Cinco textos lacerantes para noches solitarias
“Encontré en el dolor y hasta en la vergüenza que me producían [los azotes de la niñera del filósofo], un elemento de sensualidad que me causaba más deseo que temor, de recibir otra vez el correctivo de la misma mano”.
(Jean-Jacques Rousseau: "Confesiones")
“–Sí, la amo a usted Damaris, la adoro como si fuera mi ídolo.
–Entonces será mi esclavo –respondió ella riendo, acariciando con su pequeña mano el armiño que adornaba su caftán”. br (Leopold von Sacher-Masoch: "Las hermanas de Saida").
“Cuando el gigante negro se relajaba en la parte inferior de los baños, la imagen de Burns asomaba a través de sus pensamientos: un desnudo cuerpo blanco con ansias de marcas rojas sobre él”.
(Tennessee Williams: "El deseo y el masajista negro").
Las flechas se han hundido en la carne tersa, fragante y juvenil, y pronto consumirán el cuerpo, desde dentro, con llamas de supremo dolor y éxtasis [Acerca del "San Sebastián" de Guido Reni].
(Yukio Mishima: "Confesiones de una máscara").
“Posa el pie sobre tu esclavo,
mitológica mujer, diabólicamente encantadora:
tiende tu cuerpo de mármol entre los mirtos y agaves”.
(Joan Perucho: "El colintro y la venus de las pieles").

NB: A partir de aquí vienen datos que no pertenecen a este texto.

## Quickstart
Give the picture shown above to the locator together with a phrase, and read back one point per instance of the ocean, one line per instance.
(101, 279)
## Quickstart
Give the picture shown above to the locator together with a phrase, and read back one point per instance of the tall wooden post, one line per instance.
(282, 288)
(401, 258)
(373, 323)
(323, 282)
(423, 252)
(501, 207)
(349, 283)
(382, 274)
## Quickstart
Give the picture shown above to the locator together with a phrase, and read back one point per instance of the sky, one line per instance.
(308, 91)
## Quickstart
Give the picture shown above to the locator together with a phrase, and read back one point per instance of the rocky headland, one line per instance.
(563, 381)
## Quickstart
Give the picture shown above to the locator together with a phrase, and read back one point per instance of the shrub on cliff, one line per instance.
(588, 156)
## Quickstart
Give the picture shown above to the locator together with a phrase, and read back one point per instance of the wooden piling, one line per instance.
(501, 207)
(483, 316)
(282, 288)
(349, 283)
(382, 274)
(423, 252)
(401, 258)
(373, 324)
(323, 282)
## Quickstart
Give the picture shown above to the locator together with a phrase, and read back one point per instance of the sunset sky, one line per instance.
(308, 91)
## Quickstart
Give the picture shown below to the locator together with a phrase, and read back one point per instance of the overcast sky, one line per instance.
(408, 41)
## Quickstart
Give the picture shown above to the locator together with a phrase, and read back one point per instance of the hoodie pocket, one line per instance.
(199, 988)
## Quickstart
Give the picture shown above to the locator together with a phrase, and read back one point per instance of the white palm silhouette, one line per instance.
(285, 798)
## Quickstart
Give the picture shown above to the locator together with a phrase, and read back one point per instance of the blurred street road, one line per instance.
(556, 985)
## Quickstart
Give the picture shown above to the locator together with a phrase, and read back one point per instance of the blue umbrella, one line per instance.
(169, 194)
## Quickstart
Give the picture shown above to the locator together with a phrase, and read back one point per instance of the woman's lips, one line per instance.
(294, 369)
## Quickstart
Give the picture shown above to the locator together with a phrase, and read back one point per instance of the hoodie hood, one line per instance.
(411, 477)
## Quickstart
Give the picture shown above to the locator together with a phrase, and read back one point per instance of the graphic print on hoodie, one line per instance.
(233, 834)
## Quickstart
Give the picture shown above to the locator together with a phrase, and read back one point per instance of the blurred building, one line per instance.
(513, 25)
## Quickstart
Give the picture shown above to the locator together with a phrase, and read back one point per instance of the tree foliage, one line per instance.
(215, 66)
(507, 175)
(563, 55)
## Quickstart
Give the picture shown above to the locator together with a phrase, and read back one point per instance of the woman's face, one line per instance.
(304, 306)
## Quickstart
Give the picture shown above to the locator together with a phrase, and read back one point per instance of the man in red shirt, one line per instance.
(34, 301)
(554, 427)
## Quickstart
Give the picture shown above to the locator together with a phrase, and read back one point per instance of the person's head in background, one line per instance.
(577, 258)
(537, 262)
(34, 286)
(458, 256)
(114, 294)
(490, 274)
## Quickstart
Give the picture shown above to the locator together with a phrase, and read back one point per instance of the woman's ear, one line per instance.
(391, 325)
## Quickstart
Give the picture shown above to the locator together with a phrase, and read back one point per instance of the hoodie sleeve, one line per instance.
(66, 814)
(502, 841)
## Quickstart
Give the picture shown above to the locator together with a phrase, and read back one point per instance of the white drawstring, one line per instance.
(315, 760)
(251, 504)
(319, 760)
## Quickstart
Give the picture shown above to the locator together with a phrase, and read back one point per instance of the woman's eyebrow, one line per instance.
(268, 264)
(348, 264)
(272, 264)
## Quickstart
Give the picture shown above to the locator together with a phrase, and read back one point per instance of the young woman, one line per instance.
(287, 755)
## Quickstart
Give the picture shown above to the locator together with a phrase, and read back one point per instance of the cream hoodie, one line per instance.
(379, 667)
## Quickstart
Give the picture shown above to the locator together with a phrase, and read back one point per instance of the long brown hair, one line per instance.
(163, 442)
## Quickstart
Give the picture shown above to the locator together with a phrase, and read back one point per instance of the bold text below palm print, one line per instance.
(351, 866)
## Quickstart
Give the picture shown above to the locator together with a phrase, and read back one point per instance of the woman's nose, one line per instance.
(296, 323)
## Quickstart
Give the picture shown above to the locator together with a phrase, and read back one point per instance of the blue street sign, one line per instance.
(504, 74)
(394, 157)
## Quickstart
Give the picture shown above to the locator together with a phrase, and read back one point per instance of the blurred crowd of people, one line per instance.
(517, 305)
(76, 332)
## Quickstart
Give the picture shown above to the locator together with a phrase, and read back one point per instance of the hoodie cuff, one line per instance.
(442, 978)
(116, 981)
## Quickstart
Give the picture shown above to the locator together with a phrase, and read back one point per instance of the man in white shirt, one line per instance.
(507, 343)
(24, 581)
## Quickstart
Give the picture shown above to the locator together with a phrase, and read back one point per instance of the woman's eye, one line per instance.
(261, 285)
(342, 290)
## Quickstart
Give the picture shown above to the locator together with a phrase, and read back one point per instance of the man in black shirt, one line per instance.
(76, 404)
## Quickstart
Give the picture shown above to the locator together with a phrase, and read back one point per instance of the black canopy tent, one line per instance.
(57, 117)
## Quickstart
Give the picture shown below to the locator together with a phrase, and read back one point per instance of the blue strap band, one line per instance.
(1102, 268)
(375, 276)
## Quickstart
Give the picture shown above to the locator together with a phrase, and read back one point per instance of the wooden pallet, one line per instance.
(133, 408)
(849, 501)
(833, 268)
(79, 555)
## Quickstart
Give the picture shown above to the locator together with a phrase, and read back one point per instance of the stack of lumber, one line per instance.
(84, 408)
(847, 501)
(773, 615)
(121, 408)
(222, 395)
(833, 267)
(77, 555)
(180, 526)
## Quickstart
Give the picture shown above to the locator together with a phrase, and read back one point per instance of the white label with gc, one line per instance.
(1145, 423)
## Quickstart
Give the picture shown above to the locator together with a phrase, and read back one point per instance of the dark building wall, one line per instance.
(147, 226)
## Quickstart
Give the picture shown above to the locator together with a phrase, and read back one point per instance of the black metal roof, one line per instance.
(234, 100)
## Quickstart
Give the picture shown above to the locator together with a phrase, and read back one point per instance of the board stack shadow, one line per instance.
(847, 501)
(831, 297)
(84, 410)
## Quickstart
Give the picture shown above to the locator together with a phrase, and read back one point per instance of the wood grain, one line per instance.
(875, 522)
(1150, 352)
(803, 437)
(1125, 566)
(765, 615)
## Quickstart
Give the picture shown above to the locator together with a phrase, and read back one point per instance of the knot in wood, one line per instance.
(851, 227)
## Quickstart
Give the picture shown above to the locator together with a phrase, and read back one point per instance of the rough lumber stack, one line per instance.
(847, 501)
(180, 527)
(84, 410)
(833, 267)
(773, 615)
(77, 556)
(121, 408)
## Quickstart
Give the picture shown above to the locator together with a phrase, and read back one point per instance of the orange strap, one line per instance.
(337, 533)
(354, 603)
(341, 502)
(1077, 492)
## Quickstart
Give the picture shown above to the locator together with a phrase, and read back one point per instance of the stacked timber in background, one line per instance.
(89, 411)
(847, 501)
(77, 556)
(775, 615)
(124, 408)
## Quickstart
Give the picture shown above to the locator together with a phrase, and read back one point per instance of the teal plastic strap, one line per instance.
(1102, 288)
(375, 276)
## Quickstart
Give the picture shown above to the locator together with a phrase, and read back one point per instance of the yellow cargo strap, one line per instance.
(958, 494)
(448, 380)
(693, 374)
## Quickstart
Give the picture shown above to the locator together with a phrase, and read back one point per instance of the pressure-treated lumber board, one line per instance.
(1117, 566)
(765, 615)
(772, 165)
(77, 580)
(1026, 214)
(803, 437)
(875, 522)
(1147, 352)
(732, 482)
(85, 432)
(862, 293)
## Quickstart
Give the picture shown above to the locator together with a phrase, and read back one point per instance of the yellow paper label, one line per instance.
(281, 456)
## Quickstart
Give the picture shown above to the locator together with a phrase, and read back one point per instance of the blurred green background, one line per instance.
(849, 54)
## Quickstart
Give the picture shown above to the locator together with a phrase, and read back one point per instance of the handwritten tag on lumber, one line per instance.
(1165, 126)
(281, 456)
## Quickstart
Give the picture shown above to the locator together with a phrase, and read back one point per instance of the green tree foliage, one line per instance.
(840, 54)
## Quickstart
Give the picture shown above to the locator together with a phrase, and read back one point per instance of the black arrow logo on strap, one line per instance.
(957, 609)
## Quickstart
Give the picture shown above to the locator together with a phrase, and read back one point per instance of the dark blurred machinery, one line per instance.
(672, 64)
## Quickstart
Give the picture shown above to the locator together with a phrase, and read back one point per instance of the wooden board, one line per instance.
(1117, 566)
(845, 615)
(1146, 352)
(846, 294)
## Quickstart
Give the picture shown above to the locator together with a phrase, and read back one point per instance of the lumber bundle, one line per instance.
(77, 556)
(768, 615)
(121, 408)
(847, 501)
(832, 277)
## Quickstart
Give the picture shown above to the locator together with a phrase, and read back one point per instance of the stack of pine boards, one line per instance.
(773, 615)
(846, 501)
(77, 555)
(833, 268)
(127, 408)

Post scríptum: Sheena, la Venus de las pieles de leopardo
Durante los años 40 y 50 del pasado siglo, los diletantes del grafismo perverso encontraron no pocos motivos para alimentar sus fantasías fetichistas en las páginas de los “mosquito opera comics”, llenos como estaban de féminas rubias y asilvestradas como Abdola, Tarzella, Zegra, Tiger girl, Rulah, Cave girl o Drusilla: todas ellas huerfanitas y cazadoras, descalcitas y autoritarias; todas diosas o sátrapas en lujuriosas selvas centroafricanas y todas hijas de Sheena, la Reina de la jungla creada por el dibujante Will Eisner y el guionista Jerry Iger en 1937.
Su tarzánica majestad tiene en las viñetas un protegido blanco llamado Bob, a quien trata como a un inútil total e incorregible; la escena en la que Sheena confecciona su ceñido modelo de dos piezas –¡con la piel de un leopardo que acaba de matar!– y lo viste delante de él por primera vez, es típica de la iconografía cripto-masoquista: “Creo que a pesar de que eres una feroz luchadora” –responde el idólatra– “y de que tienes la fuerza de diez hombres ¡eres sobre todo una mujer!” Y si la relación con las sultanas de Sacher-Masoch no queda suficientemente clara, bastará recordar a Irma Dalstrem, la rubia domadora de sus sueños que, “vestida con un traje de satén blanco bordeado de armiño rojo”, somete con su látigo a fieras y adoradores morbosos como el príncipe Maniasko, trasunto literario del escritor austriaco.
... Y eso es todo lector, espero sumisamente tus más severas críticas.